Published 3:58 pm Thursday, April 26, 2012

 

 

She stares out at the roomful of people through sightless blue eyes. Her porcelain skin glimmers opalescent under the fluorescent lights, but is hard to the touch. Underneath that pale covering that simulates skin lies an actual skull, bone-hard and coppery brown with age.

For a while this clay model of the head of a woman whose identity has stayed a mystery for three decades will stand like a monument to the unknown. But one day the clay will be pulled off and the skull buried again with the remains of the woman called the Belle in the Well.

“This is the actual reconstruction that the Franklin County Coroner’s Office came up with,” Dr. Kurt Hofmann, Lawrence County Coroner, said at a press conference to unveil the model Thursday afternoon. “They begin with pencil erasers and apply the clay to provide the image. It is fairly labor intensive.”

Now authorities are hoping there is someone somewhere who can say who this woman was.

“This is very important to close this case,” Sheriff Jeff Lawless said at the press conference. “There are people who have a loved one missing. You look at (the missing person database) and see all those missing throughout the country and not know where their loved ones are.”

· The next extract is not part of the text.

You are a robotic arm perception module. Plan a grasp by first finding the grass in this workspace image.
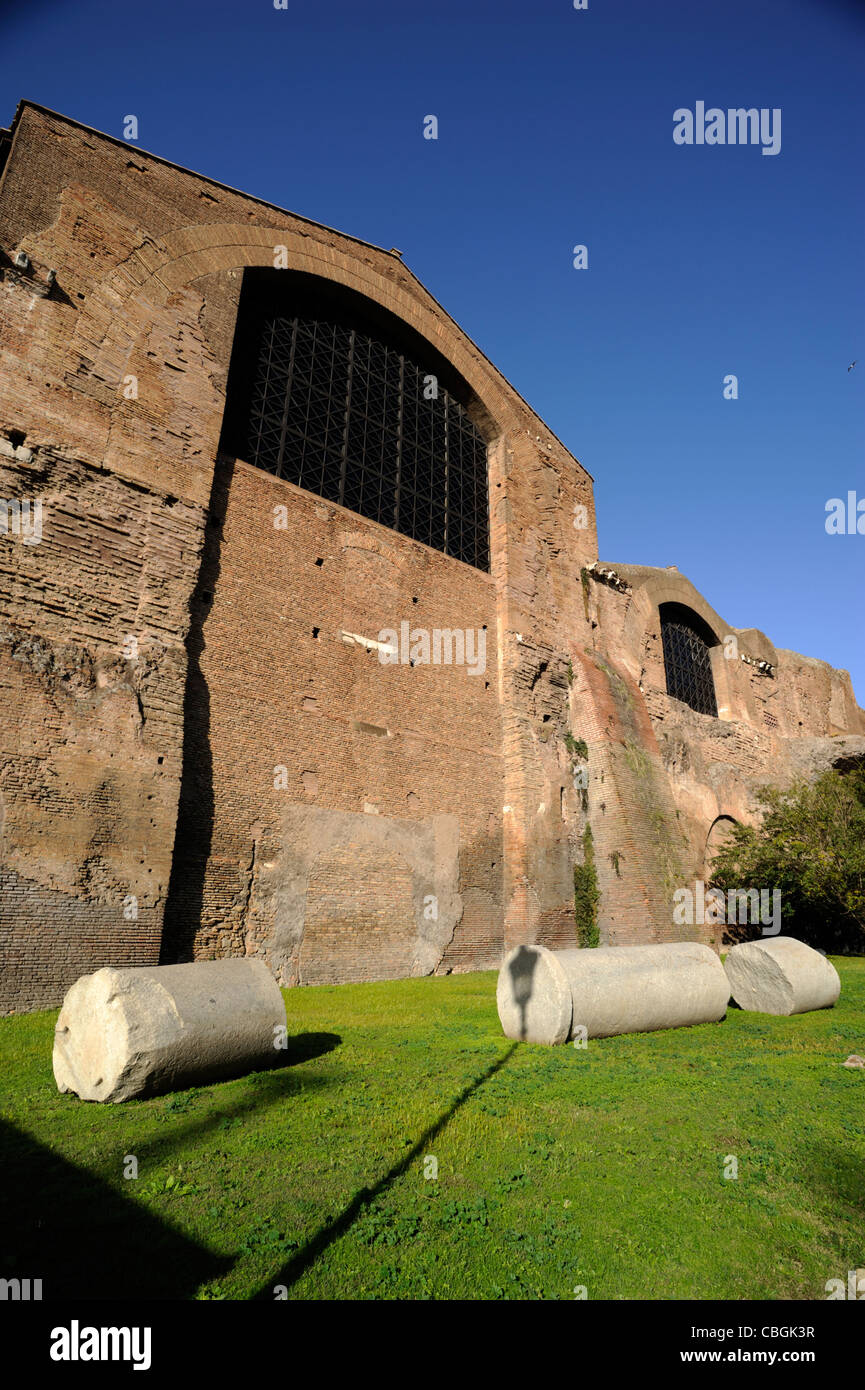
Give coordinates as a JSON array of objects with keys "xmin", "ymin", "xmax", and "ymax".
[{"xmin": 0, "ymin": 958, "xmax": 865, "ymax": 1300}]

In 1981 the remains of a woman was pulled from a cistern near Dobbstown, her body weighted down with concrete blocks tied to her with panty hose. Around her neck was a rope. An autopsy performed at the time showed that the body could have lain in the cistern as long as 1979. Since no one came forward at the time her body was found authorities surmise she was a transient. The body was found with a bus ticket and a key to a Greyhound Bus Terminal locker.

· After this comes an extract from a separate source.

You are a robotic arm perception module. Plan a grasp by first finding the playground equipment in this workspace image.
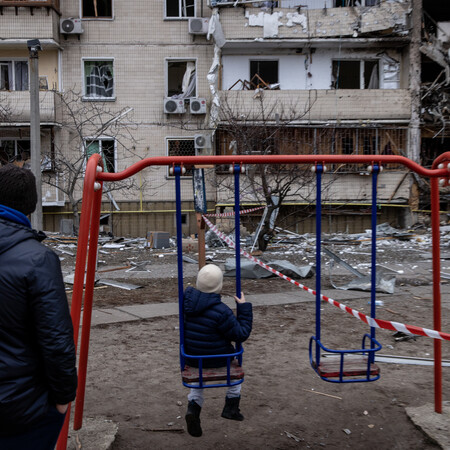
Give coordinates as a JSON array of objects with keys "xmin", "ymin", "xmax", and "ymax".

Two years ago Hofmann put the data from that autopsy into National and Missing Unidentified Persons System to see if there would be a match with any missing women listed. In June the woman’s body was exhumed to take DNA samplings to add to that data. So far about 400 women listed in the database as missing since 1981 have been excluded either from physical evidence or DNA findings.

The most that authorities believe they can say for certain is the body is of a woman, Caucasian, and 5-foot-4. They estimate her age at between 40 to 60 years old. The age is based on the condition of her teeth and amount of dental work in the mouth.

Authorities would like for a relative to come forward or someone whose path crossed the woman’s when she was here.

“With 30 years out this is a pretty cold case,” Hofmann said. “The (DNA) match would have to come from a living relative. Maybe there is someone who has a clear recollection back then who knew the girl.”

Anyone with any information is asked to contact the Lawrence County Sheriff’s Office or the county coroner.

“Someone could recognize this,” Lawless said. “The goal is to relieve some pain.”